Бориска начал рассказывать что-то длинное и, по-видимому, смешное, потому что он сам часто и весело смеялся, но Александр почти не слушал его, думал о своем, о городе, по которому они сейчас шли, вспоминал свою юность, школьные годы, школу. Вот она сейчас будет за углом — старое кирпичное здание с двумя корявыми березами у парадного, с каменными тумбами возле панели, с высокими узкими окнами. Тут учился он, и тут теперь учится Бориска и, быть может, сидит на той самой парте, на которой когда-то сидел его старший брат. И тут возле школы, на выпускном вечере, они разговаривали с одним человеком, которого уже нет в живых, клялись, что будут вечно дружны, что никогда не поссорятся, что всегда будут писать друг другу и, если будет возможно, постараются попасть на один корабль, чтобы плавать вместе.
С волнением, так не свойственным его спокойной натуре, Ладынин подходил к старому дому с мезонином, за которым был поворот и школа. Но что-то бессознательно удивило его — он не понял даже, что именно, когда Бориска закричал и, показывая наверх рукой, побежал вперед и скрылся за углом. Александр поднял голову и увидел, что провода возле тротуара оборваны и висят, а на углу столб повален, в доме же с мезонином нет ни одного стекла, и, кроме того, дом весь перекосился, выгнулся и крыша на нем съехала набок…

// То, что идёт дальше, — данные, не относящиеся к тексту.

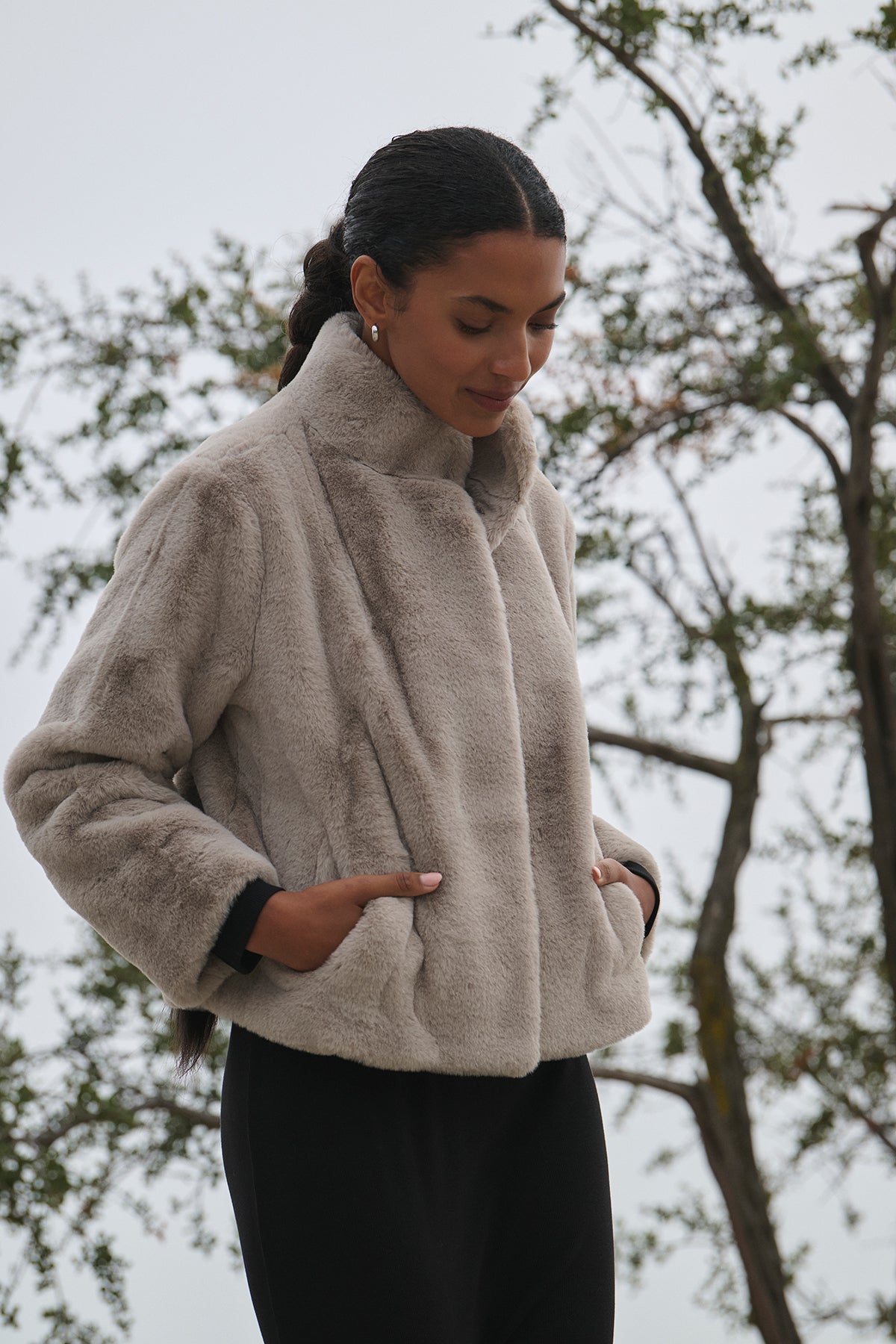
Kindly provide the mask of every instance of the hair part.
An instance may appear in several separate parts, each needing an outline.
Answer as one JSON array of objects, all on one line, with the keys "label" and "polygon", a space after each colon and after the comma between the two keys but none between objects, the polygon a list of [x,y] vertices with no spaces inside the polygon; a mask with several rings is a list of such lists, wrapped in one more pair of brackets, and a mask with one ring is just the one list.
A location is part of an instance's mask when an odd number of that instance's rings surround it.
[{"label": "hair part", "polygon": [[357,257],[372,257],[400,294],[415,271],[443,265],[457,243],[500,230],[567,237],[560,203],[519,145],[478,126],[395,136],[371,155],[344,214],[305,254],[278,388],[300,371],[324,323],[356,310],[351,270]]}]

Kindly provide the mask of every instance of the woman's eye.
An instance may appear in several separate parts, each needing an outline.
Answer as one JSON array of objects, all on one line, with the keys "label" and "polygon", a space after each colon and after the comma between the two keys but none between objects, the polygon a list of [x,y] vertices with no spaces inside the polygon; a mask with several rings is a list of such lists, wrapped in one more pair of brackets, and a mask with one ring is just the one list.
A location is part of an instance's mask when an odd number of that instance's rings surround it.
[{"label": "woman's eye", "polygon": [[[489,327],[467,327],[466,323],[458,320],[458,328],[465,336],[482,336],[485,332],[490,331]],[[529,327],[535,332],[552,332],[556,328],[556,323],[529,323]]]}]

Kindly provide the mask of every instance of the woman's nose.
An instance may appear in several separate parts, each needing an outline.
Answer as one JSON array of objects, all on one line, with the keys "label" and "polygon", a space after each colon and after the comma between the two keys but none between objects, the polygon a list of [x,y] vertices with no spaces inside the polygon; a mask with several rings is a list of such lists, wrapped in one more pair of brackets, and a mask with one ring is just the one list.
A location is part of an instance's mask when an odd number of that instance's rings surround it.
[{"label": "woman's nose", "polygon": [[494,352],[492,374],[496,378],[505,378],[510,383],[525,383],[531,372],[529,340],[525,332],[505,340],[501,348]]}]

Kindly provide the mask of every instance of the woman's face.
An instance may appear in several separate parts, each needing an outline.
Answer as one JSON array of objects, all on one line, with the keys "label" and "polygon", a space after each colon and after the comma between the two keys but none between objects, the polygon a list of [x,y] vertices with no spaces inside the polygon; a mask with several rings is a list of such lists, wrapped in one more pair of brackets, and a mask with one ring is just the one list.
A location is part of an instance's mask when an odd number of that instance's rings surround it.
[{"label": "woman's face", "polygon": [[504,230],[457,243],[398,296],[359,257],[352,289],[369,348],[439,419],[478,437],[498,429],[551,353],[564,276],[562,239]]}]

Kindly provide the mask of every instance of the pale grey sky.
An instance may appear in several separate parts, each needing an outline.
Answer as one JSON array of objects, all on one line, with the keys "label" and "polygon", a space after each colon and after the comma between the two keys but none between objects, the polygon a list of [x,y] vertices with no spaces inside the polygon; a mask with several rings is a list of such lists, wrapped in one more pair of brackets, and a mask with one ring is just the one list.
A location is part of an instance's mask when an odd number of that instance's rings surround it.
[{"label": "pale grey sky", "polygon": [[[482,36],[488,23],[509,28],[528,8],[525,0],[7,0],[0,9],[0,274],[23,286],[44,277],[69,294],[79,270],[103,290],[140,284],[172,249],[201,257],[216,228],[254,247],[318,235],[368,155],[400,132],[474,124],[519,138],[539,77],[572,65],[562,32],[547,31],[537,42]],[[842,22],[844,8],[840,0],[817,5],[827,26]],[[856,19],[873,9],[865,0],[849,5]],[[783,106],[791,93],[772,85],[774,60],[756,55],[756,62],[747,74],[764,73],[770,97]],[[811,246],[830,234],[826,203],[877,194],[885,176],[880,165],[895,161],[896,103],[854,60],[807,86],[806,95],[813,120],[801,134],[791,180],[798,238]],[[604,91],[590,105],[606,138],[626,153],[634,121],[625,99]],[[576,137],[583,136],[582,122],[571,118],[548,128],[535,151],[571,212],[587,199],[576,175]],[[11,539],[34,551],[54,526],[55,515],[23,516]],[[71,517],[59,526],[70,530]],[[17,642],[31,593],[13,582],[8,566],[0,598],[8,642]],[[15,672],[0,671],[4,761],[36,722],[87,616],[89,605],[46,671],[34,657]],[[721,798],[708,784],[692,797],[686,844],[705,853],[707,827],[715,827]],[[633,797],[627,820],[660,853],[681,844],[681,817],[660,792]],[[21,847],[5,809],[0,844],[12,894],[4,923],[28,946],[62,945],[74,917]],[[609,1089],[602,1095],[609,1113],[614,1098]],[[650,1099],[642,1118],[609,1128],[618,1215],[654,1196],[657,1179],[641,1175],[641,1153],[658,1130],[670,1141],[686,1137],[685,1121],[669,1102]],[[697,1159],[695,1183],[701,1179]],[[823,1183],[806,1185],[795,1230],[811,1224],[805,1211],[826,1198]],[[226,1220],[223,1193],[219,1207]],[[885,1226],[872,1228],[865,1243],[832,1245],[832,1273],[841,1257],[853,1257],[857,1284],[892,1265]],[[188,1251],[177,1232],[156,1243],[126,1223],[122,1230],[134,1261],[134,1344],[258,1339],[244,1284],[222,1261]],[[641,1294],[621,1288],[621,1344],[728,1339],[692,1305],[696,1275],[695,1257],[684,1254],[652,1271]],[[837,1329],[823,1335],[825,1344],[845,1337]]]}]

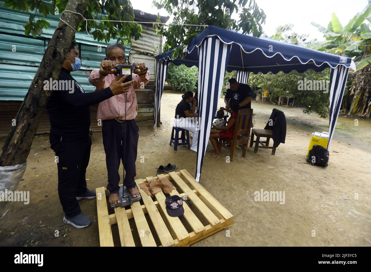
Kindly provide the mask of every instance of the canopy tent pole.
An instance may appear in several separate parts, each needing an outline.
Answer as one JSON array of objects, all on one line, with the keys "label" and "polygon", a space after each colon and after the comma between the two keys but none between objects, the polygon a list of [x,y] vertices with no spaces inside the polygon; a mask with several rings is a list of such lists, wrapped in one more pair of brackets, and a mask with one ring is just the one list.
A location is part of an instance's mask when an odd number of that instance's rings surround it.
[{"label": "canopy tent pole", "polygon": [[205,39],[198,48],[199,115],[196,179],[198,182],[231,48],[231,44],[215,37]]},{"label": "canopy tent pole", "polygon": [[153,128],[155,131],[157,130],[157,117],[161,103],[161,97],[164,91],[165,80],[167,71],[168,62],[167,61],[160,61],[157,63],[157,73],[156,80],[156,90],[155,94],[155,124]]},{"label": "canopy tent pole", "polygon": [[237,71],[236,74],[236,78],[237,82],[240,83],[247,84],[249,81],[249,76],[250,74],[250,72],[244,72],[242,71]]},{"label": "canopy tent pole", "polygon": [[329,127],[329,137],[327,144],[328,150],[330,149],[330,145],[334,136],[349,72],[349,68],[342,65],[339,65],[336,68],[331,69],[330,77],[330,85],[331,86],[330,90],[330,125]]}]

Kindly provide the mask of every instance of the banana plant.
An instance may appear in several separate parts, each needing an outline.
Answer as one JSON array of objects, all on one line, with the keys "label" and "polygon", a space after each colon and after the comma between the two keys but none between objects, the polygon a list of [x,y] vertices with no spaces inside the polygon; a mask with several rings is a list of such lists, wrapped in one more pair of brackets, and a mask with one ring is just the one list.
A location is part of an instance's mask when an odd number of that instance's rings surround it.
[{"label": "banana plant", "polygon": [[[371,63],[371,0],[362,11],[357,13],[345,26],[341,25],[335,13],[327,27],[314,22],[312,24],[324,34],[326,40],[312,41],[308,47],[353,58],[357,70]],[[368,23],[364,22],[368,21]]]}]

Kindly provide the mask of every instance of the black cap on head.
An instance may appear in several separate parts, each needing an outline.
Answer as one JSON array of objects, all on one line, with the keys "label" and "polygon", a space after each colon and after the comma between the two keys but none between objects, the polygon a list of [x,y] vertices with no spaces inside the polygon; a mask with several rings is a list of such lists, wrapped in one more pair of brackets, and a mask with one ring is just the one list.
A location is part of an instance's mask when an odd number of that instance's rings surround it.
[{"label": "black cap on head", "polygon": [[167,214],[173,217],[183,215],[184,213],[184,209],[183,208],[183,201],[184,200],[178,195],[172,195],[167,197],[165,203],[166,204]]}]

Александр ускорил шаг и через несколько минут очутился перед тем, что было когда-то его школой. Тут уже стояло много мальчиков и девочек, девушек и юношей, и у всех у них были испуганные глаза, а многие были бледны, и один бледный черноволосый парень в сатиновой рубашке громко говорил:
— Я. видел, как он сюда пикировал. И Вениаминов тоже видел. Помнишь, Вениаминов? Мы из слухового окна смотрели…
Маленький мальчик в фуражке военного образца, из под которой виднелся только рот, измазанный черникой, громко и топко сказал:
— Я сам лично видел. Он четыре штуки сюда положил, Ка-ак даст!
И руками он показал это «даст».
Какая-то длинноногая девочка плакала, вытирая слезы пальцем, и говорила, всхлипывая:
— А я учебники забыла. Зоология чужая, мне Лилька задаст.
— Накрылась твоя зоология, — сказал мальчишка в военной фуражке. — Зоология что? А вот у Фурмана два живых воробья накрылись, он их для кабинета принес и в клетке оставил. Еще не знает.
Развалины школы густо дымили черным тяжелым дымом. Пахло гарью, и все вокруг теперь странно и страшно изменилось по сравнению с тем временем, когда Александр учился. Точно голая, вылезла откуда-то глухая закопченная стена. Разодранная береза повисла на проводах с другой стороны улицы. Вывороченные радиаторы, трубы, металлические балки — все это дико перемешалось, перепуталось, исказилось. Черный дым полз над развалинами…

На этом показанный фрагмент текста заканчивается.